Both sides seem to agree that China’s commodity demand will weaken over the coming decade. And we agree particularly with the green economy element of the argument that there are significant structural shifts underway in commodity demand. Electric vehicles for example are far more copper intensive than regular ones. The world’s demand for batteries is taking off, lifting demand for cobalt and nickel as it does.
Where we differ is over which of these two developments will determine what happens to prices in the next few years. China now accounts for more than half of global demand for the main industrial metals. If we look at a pie chart of sources of demand, those represented by new economy uses are still tiny slivers. Electric vehicles account for less than 2% of global copper demand. China’s infrastructure and property sectors account for about a third. Some 8% of the world’s nickel is today used in batteries while 70% goes into stainless steel.

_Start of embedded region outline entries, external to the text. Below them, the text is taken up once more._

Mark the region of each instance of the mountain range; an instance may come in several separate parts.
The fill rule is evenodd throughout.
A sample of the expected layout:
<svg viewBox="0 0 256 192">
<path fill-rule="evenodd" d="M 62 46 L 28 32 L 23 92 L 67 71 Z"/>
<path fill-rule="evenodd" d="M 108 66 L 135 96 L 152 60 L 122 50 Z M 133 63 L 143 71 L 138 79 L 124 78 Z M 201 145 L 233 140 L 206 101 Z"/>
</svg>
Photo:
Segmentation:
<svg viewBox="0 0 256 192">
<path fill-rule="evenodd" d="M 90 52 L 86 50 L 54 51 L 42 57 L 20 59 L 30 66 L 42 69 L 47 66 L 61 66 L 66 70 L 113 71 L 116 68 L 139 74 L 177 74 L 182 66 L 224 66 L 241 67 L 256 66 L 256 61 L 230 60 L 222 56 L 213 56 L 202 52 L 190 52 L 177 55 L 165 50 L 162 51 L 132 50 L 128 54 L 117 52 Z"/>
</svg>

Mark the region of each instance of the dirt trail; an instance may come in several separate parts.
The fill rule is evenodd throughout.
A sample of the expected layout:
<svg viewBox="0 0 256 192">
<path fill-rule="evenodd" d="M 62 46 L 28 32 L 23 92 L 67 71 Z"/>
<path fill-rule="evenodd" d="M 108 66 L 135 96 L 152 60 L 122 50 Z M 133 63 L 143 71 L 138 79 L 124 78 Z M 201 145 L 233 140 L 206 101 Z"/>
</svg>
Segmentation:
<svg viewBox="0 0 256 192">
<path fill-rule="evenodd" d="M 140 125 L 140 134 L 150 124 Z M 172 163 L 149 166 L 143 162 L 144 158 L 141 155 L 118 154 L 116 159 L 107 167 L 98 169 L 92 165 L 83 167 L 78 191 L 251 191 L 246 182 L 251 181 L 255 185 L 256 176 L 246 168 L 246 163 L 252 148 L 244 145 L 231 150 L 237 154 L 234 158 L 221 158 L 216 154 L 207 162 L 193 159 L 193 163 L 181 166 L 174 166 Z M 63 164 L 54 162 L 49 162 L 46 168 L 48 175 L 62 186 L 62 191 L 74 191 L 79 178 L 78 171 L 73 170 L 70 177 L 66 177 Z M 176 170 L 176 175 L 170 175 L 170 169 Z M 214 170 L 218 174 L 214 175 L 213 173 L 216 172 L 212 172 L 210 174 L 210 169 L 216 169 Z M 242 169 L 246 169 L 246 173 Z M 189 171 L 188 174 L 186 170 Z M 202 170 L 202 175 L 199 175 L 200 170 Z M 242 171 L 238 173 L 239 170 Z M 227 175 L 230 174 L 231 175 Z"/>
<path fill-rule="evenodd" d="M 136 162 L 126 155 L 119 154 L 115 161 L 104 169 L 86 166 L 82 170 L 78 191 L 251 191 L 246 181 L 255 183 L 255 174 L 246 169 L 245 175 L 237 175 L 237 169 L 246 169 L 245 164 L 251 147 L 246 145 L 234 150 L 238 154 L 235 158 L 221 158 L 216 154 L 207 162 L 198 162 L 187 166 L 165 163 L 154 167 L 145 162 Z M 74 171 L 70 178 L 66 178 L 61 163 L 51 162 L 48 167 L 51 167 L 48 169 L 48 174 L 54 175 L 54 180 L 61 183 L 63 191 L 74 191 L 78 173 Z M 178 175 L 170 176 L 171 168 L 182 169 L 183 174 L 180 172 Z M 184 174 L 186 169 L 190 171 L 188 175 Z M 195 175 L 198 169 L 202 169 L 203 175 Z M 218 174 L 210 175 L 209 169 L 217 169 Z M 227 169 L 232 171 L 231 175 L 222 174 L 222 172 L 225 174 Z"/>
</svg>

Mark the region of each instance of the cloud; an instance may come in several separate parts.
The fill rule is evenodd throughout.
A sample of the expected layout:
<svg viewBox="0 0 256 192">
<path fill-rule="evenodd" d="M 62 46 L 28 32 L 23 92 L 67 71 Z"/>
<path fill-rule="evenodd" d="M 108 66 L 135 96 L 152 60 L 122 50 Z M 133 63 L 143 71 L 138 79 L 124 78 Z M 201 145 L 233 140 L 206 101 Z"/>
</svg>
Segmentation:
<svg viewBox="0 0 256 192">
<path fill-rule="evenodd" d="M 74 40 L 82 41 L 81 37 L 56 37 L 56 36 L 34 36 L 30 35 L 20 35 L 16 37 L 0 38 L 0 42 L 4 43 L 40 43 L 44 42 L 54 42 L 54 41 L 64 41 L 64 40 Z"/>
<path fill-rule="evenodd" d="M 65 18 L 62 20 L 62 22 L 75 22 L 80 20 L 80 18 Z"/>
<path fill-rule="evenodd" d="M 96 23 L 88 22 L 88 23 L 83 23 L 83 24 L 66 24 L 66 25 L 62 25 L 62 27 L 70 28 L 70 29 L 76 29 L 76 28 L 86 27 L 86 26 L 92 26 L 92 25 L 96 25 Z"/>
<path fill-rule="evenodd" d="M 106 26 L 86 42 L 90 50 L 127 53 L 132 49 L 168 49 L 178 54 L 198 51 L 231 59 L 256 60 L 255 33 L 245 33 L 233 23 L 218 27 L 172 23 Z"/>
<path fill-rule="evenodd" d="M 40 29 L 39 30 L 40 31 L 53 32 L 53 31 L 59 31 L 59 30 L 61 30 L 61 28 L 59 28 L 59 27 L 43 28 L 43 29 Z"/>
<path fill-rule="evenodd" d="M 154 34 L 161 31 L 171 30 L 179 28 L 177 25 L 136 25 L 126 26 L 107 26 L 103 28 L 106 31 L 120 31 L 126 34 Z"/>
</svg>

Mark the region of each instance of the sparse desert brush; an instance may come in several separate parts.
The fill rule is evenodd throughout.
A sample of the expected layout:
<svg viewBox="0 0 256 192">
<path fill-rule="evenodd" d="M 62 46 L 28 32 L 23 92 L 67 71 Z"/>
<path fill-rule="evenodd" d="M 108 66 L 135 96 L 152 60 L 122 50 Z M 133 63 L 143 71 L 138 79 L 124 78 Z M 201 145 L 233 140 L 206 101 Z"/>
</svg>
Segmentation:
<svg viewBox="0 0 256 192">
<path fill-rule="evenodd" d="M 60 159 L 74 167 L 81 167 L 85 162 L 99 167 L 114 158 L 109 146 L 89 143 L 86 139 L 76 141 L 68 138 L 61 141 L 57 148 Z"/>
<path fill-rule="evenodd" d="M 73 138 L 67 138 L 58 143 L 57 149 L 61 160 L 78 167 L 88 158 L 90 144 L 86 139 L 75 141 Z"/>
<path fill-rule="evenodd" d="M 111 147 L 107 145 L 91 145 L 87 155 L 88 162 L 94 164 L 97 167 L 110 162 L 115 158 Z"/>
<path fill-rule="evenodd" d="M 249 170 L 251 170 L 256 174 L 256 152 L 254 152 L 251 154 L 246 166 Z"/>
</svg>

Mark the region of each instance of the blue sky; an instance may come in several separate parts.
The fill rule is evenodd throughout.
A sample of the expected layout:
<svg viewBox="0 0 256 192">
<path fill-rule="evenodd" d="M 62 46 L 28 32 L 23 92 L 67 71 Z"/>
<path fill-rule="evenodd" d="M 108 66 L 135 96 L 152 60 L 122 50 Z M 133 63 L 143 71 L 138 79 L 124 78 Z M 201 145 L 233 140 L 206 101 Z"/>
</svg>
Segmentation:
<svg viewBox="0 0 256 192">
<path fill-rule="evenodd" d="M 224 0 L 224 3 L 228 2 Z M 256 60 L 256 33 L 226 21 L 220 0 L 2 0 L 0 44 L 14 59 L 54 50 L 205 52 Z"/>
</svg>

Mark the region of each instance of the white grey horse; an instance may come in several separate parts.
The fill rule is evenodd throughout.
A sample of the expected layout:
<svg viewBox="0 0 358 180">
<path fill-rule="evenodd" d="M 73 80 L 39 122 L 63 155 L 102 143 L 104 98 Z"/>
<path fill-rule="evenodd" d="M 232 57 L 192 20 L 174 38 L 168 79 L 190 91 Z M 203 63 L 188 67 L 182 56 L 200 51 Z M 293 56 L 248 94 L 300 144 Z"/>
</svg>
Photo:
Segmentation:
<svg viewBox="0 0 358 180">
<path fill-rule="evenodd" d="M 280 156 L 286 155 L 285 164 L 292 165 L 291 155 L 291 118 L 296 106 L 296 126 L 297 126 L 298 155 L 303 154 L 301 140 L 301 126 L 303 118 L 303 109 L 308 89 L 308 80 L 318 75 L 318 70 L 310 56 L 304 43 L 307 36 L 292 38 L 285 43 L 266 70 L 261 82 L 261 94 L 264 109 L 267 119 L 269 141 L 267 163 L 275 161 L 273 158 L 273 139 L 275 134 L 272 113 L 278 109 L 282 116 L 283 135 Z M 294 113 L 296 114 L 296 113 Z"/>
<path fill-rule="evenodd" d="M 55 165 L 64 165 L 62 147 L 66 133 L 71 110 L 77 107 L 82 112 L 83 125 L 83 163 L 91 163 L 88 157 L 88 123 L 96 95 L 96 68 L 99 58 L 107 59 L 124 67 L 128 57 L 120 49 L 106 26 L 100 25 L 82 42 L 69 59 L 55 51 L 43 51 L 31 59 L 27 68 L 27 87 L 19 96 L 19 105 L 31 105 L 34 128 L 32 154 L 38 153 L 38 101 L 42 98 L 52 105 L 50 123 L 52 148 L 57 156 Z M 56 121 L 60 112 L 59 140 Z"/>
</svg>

The argument is sometimes made – and was during the FT debate – that China’s impact on commodity prices in the 2000s shows that rapid growth even from a low starting point can very quickly have a transformative impact on demand. But that’s a misunderstanding. China was already a very big consumer of industrial commodities before its take-off. In 2000, China consumed more steel and zinc than any other country and was second only to the US in its consumption of copper and aluminium. From that starting point it’s no surprise that an unanticipated surge to double-digit GDP growth had a large impact. The share of commodity demand represented by batteries and electric vehicles today is an order of magnitude smaller than China’s share was in 2000. As a result, even very rapid growth in these new areas could easily be offset at least for the next few years by any substantial weakening of industrial metals demand in China.
And there are good reasons to expect substantial weakening. First, a transition to more environmentally-friendly growth in China will create a large headwind to its industrial sector. As elsewhere, investment in green infrastructure will boost industrial metals demand. But Xi Jinping has pledged to cap China’s carbon emissions by 2030. China will only achieve that goal by restraining investment in other metals-intensive areas including property and infrastructure. So while, for example, aluminium demand will get a boost from a further expansion of China’s electric vehicle fleet, it will also be dented by a slowdown in the property sector, where it is also used extensively.
Second, the broader trajectory of China’s economy is towards slower growth. We estimate that trend growth halved in the 2010s, and we expect it halve again in the 2020s as Xi Jinping’s push to entrench the Party’s role leads to a further slowdown in productivity growth. The demographics are getting worse too. And within that slowdown, growth is likely to be getting less investment-intensive too, which will compound the impact on demand for many commodities.
Acknowledging this doesn’t mean we have to be bearish across the board on the outlook for metals. For example, China’s Five-Year Plan confirms that the leadership expects – and wants – construction of infrastructure and property to slow, but investment in “Strategic Emerging Industries” (electric vehicles among them) to accelerate. Some commodities could still perform well in that environment against a backdrop of weakness elsewhere: it will pay to focus on the demand outlook for specific commodities. But in these circumstances China will still be the key factor on the demand side of the commodity equation. And with broad headwinds from China, it is hard to see how a supercycle in industrial metals can emerge.